第2章 背負った過去
部屋のドアがノックされた。
『里白〜?買ってきたよー?』
『開いてるので入って来てくれますー?』
里白がそう言うと衣月が入ってきた。
『なんとまぁ…可愛らしい格好しちゃってますね。』
里白は衣月の格好を見て言った。
『たまにはね。はい。これ。一応、昼、夜用とタンポンと買っておいた。』
『ありがとうございます…』
里白は衣月から紙袋を受け取った。
『悟浄…里白を頼んだよ。
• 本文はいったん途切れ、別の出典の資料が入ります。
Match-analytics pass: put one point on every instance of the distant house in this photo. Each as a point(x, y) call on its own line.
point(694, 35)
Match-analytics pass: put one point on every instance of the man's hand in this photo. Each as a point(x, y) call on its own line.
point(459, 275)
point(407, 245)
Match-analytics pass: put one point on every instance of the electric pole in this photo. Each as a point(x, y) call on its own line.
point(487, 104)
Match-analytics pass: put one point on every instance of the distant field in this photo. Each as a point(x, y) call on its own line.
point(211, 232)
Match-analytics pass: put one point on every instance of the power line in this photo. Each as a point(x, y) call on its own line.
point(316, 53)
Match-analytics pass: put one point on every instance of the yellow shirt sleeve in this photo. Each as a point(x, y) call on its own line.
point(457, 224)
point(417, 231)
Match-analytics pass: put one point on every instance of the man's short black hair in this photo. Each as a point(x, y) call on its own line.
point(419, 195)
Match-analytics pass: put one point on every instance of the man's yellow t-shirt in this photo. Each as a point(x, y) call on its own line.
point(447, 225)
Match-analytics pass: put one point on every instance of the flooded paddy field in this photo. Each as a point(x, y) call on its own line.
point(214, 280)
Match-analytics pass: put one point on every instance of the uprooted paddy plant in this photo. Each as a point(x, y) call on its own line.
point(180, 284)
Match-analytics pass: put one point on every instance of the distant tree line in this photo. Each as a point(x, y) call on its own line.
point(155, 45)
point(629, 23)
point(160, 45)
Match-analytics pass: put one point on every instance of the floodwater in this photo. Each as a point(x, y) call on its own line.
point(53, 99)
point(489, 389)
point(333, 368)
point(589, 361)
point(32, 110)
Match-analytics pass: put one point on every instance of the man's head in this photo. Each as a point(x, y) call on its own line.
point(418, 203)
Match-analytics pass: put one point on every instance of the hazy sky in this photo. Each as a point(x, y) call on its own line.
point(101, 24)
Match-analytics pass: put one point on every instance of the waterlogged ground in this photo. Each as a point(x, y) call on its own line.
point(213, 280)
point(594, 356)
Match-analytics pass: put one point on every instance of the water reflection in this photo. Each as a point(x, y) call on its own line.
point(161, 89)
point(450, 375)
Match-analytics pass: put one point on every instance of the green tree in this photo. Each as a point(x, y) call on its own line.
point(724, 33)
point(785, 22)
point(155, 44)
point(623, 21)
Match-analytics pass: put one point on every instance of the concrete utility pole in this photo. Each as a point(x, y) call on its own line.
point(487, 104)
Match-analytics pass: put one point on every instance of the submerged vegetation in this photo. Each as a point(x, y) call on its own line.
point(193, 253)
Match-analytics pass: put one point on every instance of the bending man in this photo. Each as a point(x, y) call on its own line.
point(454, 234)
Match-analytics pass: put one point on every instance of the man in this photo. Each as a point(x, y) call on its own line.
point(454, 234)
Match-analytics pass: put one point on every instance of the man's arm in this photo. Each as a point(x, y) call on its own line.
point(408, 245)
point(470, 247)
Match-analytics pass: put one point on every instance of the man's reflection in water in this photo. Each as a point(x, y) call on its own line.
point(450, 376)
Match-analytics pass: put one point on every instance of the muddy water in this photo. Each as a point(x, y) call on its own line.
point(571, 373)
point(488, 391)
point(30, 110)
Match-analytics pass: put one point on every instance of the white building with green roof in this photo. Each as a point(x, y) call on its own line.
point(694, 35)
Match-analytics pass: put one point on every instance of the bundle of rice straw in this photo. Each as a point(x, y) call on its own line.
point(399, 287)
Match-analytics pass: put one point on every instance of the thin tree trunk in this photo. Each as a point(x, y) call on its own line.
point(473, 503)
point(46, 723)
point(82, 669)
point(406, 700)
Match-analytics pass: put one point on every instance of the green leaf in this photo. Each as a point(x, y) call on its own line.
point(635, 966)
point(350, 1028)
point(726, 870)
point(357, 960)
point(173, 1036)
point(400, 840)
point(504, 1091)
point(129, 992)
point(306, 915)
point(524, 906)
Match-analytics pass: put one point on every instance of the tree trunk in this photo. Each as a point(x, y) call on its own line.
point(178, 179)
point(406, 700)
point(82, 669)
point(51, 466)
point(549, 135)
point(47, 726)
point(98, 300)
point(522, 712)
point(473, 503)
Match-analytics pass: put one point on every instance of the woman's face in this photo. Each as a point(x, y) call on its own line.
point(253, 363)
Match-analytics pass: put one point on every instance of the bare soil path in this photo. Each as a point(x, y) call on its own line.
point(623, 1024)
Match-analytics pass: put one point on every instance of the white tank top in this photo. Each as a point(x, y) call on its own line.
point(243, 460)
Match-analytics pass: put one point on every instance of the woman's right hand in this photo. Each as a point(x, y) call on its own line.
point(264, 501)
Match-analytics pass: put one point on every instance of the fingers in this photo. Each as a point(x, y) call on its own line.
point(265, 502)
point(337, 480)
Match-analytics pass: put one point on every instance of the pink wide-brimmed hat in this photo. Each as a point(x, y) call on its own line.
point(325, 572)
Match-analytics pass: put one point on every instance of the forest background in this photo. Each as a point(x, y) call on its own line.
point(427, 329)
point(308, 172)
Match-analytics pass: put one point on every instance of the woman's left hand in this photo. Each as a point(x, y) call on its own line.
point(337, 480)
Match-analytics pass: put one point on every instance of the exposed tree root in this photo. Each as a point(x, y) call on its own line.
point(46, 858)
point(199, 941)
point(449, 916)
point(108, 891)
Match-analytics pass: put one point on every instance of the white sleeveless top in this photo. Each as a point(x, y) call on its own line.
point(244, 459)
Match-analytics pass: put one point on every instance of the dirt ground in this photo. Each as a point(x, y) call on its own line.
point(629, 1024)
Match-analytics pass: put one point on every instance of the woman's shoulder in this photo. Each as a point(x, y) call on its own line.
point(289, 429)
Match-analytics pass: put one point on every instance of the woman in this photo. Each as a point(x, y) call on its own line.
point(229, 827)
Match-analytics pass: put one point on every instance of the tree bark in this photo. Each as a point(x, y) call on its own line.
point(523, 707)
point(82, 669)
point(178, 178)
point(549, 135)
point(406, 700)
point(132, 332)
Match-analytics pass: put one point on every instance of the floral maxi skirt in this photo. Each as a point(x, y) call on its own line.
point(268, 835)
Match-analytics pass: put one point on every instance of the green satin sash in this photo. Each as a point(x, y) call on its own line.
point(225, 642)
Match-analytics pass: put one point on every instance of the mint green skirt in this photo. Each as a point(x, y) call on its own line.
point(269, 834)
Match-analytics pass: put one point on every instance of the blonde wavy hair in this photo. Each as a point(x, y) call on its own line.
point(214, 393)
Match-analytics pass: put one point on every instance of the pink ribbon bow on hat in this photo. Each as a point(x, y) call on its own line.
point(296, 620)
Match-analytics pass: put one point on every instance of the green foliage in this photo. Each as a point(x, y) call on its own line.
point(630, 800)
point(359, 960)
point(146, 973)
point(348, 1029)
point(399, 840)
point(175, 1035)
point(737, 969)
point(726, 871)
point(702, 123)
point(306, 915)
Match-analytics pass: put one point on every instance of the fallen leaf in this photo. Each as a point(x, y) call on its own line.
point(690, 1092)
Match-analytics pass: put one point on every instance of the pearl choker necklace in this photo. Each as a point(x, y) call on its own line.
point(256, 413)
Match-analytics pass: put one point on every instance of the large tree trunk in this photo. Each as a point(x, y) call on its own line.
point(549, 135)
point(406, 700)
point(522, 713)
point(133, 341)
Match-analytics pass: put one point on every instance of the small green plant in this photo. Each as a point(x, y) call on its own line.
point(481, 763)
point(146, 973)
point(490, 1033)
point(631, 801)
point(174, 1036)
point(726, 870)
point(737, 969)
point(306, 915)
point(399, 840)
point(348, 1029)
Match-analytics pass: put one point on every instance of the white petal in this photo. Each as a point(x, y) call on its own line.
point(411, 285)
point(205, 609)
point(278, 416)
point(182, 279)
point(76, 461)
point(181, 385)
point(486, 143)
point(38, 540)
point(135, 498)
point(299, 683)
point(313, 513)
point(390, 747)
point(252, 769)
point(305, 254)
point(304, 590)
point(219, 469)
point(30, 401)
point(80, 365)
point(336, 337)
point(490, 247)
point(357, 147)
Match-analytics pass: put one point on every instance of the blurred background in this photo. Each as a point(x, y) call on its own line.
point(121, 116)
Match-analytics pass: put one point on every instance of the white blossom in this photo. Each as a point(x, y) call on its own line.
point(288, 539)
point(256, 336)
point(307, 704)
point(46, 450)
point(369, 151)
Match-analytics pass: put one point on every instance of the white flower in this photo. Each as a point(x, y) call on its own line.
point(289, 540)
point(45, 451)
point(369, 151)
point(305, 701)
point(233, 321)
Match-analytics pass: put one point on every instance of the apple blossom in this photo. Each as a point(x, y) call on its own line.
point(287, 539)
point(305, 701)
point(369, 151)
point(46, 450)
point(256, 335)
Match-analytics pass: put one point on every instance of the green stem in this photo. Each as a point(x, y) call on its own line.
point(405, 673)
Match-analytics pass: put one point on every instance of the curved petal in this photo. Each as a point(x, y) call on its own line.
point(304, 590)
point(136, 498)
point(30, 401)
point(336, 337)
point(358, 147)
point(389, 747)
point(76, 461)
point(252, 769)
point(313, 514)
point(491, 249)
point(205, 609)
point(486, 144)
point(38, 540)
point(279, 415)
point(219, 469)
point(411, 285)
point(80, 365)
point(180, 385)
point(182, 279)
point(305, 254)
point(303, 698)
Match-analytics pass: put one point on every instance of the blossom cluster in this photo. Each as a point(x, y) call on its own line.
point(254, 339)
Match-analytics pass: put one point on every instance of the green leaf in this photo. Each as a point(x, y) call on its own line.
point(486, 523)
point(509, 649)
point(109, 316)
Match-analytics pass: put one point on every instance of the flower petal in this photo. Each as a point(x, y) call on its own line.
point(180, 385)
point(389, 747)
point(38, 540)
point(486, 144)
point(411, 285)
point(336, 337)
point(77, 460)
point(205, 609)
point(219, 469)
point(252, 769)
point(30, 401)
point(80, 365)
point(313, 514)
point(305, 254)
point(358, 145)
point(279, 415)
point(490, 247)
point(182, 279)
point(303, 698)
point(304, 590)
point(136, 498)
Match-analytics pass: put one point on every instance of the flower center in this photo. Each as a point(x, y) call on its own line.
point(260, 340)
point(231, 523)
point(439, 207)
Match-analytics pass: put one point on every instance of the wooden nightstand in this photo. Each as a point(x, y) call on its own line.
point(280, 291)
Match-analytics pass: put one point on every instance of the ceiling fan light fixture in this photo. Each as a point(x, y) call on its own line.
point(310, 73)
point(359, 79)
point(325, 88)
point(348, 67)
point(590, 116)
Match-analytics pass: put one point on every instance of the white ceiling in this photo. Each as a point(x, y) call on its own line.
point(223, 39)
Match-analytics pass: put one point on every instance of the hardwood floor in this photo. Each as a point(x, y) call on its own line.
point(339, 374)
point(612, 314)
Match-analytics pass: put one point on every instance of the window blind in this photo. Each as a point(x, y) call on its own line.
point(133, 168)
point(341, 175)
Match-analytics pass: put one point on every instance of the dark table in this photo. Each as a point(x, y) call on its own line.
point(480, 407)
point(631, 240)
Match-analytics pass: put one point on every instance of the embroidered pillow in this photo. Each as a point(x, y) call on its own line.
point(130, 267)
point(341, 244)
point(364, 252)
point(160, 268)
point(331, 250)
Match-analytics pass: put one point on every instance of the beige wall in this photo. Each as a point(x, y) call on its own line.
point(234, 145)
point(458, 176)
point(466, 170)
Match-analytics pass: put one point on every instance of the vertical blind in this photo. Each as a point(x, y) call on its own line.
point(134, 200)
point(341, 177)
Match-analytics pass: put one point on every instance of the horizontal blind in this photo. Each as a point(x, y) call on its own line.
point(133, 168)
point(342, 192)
』
衣月は悟浄に向かってそう言うと返答を待たずに部屋を出ていった。
悟浄はその言葉の意味を理解出来なかったがその夜に知ることになる。
〖死ねっ!死ねっ!あんたなんかっ!!大嫌いっ!〗
痛いよ…やめて…
『……里白っ!!』
『悟浄……』
里白は悟浄の声で起きた。
『魘されてたけど大丈夫か?』
『はい…夢を…見たんです…母親に殴られる夢を…っ!?』
悟浄は里白を突然、抱きしめた。
『泣けよ…辛いなら我慢せずに泣けよ…このまま居てやるから…』
笑って答えたつもりだったのに…きっとうまく笑えてなかったのかもしれない。
里白は久しぶりに泣いた…
今まで泣くことさえ許されなかった。
泣けばもっと殴られたから…
里白はそのうち泣き疲れて寝てしまった。
『はぁ……こんな姿にでも反応しちまうとはな…』
悟浄は己の股間が反応していることに気づいて自分を嘲笑った…
悟浄は優しく里白を起こさないようにベットに寝かせて布団をかけた。
いつもなら、すぐに抱いてしまうのに…
それが出来ない自分に歯痒さを感じながら悟浄も再び眠りについた。